Je cherchais mes mots.
« Comme ouvrir une blessure dans le monde. Le démon est une infection, un parasite. Il peut s'y glisser pour entrer chez nous. »
« Tu as l'air de bien les connaître », remarqua Catrin.
« C'est pas ma première rencontre avec des démons », admis-je.
« Je m'en doute », approuva la dhampir.
« Mais épargne-moi ton feu doré, d'accord ? Je suis pas un démon. »
Je n'en étais pas si sûr. Elle n'était pas une changeuse ordinaire, née d'une union entre fée et mortel. Comme les goules, elle avait une présence que mes pouvoirs n'aimaient pas.
Je gardai cela pour moi.
« On devrait y aller. »
Puis, songeant à la situation, je demandai : « Micah était au courant ? »
J'hésitais à mentionner le prêtre après notre dernière conversation. Mais Catrin resta calme, secouant la tête.
« Je sais pas. Il soupçonnait qu'Orson préparait un mauvais coup, mais il m'a jamais tout dit. Il avait… ses propres secrets. »
Ce qui voulait dire qu'il ne lui faisait pas non plus entièrement confiance.
« Alors il a peut-être prévenu Olliard », dis-je.
« Si le docteur sait qu'Orson quitte son château pour ce rituel, il pourrait en profiter pour le tuer. Je dois atteindre le baron avant. »

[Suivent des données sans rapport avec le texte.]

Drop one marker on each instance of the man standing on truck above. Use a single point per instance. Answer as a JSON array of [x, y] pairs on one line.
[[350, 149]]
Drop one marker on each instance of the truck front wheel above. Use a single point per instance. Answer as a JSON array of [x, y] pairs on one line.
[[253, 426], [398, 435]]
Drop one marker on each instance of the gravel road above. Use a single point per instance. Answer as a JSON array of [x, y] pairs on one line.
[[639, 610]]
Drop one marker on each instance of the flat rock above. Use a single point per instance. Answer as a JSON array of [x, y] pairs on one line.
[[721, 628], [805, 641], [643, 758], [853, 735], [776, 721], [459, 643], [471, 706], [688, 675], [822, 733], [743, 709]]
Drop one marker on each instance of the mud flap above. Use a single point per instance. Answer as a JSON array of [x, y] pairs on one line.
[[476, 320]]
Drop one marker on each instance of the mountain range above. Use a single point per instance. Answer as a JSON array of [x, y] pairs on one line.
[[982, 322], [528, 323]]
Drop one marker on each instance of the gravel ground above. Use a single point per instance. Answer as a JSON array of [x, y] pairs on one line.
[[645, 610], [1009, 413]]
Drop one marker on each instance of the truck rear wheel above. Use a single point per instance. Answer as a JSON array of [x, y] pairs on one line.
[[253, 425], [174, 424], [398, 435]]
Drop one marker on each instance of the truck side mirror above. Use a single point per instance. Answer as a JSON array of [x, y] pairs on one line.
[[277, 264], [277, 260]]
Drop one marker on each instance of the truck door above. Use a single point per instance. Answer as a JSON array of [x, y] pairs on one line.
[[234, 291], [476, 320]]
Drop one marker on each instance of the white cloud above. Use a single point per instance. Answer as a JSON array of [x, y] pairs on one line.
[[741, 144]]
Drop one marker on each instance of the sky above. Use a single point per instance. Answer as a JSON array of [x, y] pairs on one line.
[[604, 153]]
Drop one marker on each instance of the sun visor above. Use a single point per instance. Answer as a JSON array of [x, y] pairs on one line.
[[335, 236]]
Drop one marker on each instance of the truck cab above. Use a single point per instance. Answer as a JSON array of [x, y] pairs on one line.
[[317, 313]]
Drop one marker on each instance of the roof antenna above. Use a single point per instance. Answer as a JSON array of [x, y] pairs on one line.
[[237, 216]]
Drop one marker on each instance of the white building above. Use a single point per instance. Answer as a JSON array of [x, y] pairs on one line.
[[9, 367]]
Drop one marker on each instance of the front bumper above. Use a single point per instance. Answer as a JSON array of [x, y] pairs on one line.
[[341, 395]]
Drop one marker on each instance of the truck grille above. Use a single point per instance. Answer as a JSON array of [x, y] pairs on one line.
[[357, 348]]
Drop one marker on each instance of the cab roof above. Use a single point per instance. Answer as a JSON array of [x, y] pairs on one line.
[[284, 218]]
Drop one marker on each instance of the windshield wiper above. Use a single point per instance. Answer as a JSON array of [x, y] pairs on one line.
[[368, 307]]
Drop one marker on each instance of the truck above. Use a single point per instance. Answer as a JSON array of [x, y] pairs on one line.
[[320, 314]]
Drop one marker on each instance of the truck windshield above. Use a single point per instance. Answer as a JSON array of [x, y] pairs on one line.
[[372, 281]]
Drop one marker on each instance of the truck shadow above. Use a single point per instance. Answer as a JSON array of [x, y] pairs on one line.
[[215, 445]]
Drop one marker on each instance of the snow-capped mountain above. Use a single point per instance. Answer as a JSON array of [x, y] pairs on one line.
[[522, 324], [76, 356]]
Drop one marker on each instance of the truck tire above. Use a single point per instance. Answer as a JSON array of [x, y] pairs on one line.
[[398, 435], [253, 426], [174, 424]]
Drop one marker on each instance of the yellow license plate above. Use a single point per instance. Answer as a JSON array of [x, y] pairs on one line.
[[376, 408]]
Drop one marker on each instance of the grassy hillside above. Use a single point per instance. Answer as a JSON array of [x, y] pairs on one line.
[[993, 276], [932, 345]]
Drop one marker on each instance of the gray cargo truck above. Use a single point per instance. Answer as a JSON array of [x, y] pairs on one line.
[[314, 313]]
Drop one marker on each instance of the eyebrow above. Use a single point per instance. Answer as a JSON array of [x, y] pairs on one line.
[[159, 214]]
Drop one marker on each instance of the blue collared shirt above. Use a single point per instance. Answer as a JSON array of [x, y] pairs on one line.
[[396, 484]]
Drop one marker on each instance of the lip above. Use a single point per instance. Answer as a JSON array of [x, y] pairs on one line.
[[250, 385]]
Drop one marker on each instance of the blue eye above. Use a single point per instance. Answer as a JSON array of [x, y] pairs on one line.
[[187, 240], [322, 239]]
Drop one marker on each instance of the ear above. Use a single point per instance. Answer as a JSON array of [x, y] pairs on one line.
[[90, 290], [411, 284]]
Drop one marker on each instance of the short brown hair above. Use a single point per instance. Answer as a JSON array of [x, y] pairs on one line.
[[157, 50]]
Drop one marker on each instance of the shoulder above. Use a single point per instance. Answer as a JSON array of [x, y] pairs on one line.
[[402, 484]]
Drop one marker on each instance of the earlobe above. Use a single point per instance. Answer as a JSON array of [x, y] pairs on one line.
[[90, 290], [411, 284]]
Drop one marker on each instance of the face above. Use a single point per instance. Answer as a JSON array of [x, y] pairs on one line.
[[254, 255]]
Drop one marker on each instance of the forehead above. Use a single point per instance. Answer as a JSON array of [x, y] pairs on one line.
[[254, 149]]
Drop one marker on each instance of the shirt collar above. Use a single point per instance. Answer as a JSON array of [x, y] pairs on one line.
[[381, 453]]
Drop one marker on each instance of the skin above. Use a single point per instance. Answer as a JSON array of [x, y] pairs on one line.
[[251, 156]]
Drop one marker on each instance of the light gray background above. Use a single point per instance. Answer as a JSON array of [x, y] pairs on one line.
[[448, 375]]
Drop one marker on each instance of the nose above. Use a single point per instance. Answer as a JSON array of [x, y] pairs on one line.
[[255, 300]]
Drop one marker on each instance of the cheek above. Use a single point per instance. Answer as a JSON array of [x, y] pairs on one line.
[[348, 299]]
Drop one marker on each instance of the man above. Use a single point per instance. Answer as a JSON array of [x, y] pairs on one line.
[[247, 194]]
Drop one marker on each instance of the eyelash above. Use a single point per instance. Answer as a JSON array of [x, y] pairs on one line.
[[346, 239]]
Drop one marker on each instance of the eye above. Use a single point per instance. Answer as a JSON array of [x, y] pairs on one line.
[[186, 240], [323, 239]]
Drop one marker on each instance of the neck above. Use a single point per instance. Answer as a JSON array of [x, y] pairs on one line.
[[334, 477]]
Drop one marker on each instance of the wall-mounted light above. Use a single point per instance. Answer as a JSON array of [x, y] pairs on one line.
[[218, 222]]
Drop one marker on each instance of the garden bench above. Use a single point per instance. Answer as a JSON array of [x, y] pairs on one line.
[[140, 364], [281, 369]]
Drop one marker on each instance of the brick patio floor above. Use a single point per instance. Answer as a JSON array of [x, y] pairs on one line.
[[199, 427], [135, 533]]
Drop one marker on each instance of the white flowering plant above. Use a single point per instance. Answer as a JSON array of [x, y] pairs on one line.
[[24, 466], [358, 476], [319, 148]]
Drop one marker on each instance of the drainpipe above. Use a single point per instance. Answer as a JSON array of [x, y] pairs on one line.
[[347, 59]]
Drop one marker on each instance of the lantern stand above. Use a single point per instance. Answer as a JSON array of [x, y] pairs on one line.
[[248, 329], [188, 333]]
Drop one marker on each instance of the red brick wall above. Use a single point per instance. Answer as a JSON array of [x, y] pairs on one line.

J'y réfléchis un instant, puis émis un rire frustré.
« Non, Olliard parlait d'Edgar lui trouvant des plans. Quoi qu'il prévoie, ça concerne le château. »
« Et ensuite, si tu tues le baron ? » demanda Catrin.
« Tu meurs sous les coups de ses alliés ? »
Je n'y avais pas vraiment pensé. Prendre la tête du seigneur Réfractaire était ma priorité. Mon devoir.
Tu n'es pas un voleur dans la nuit, avait dit Irn Bale. Affronte le mal.
« Laisse-moi m'en occuper », dis-je.
« Et puis, ça ferait une bonne diversion pour toi, non ? »
Catrin haussa les épaules et rengaina son couteau.
« Ouais. Sans doute. »
Notre étrange alliance était née d'un ennemi commun. Nous voulions tous deux la mort du même homme. Je ne lui faisais pas confiance, et elle non plus. Ça me convenait.
« Quoi qu'il en soit, il faut y retourner. Ce qu'Orson prépare a peut-être déjà commencé. La nuit est courte, et il ne voudra pas pratiquer cette sorcellerie en plein jour. »
Je devais en finir avant l'aube. Sinon, tout cela n'aurait servi à rien.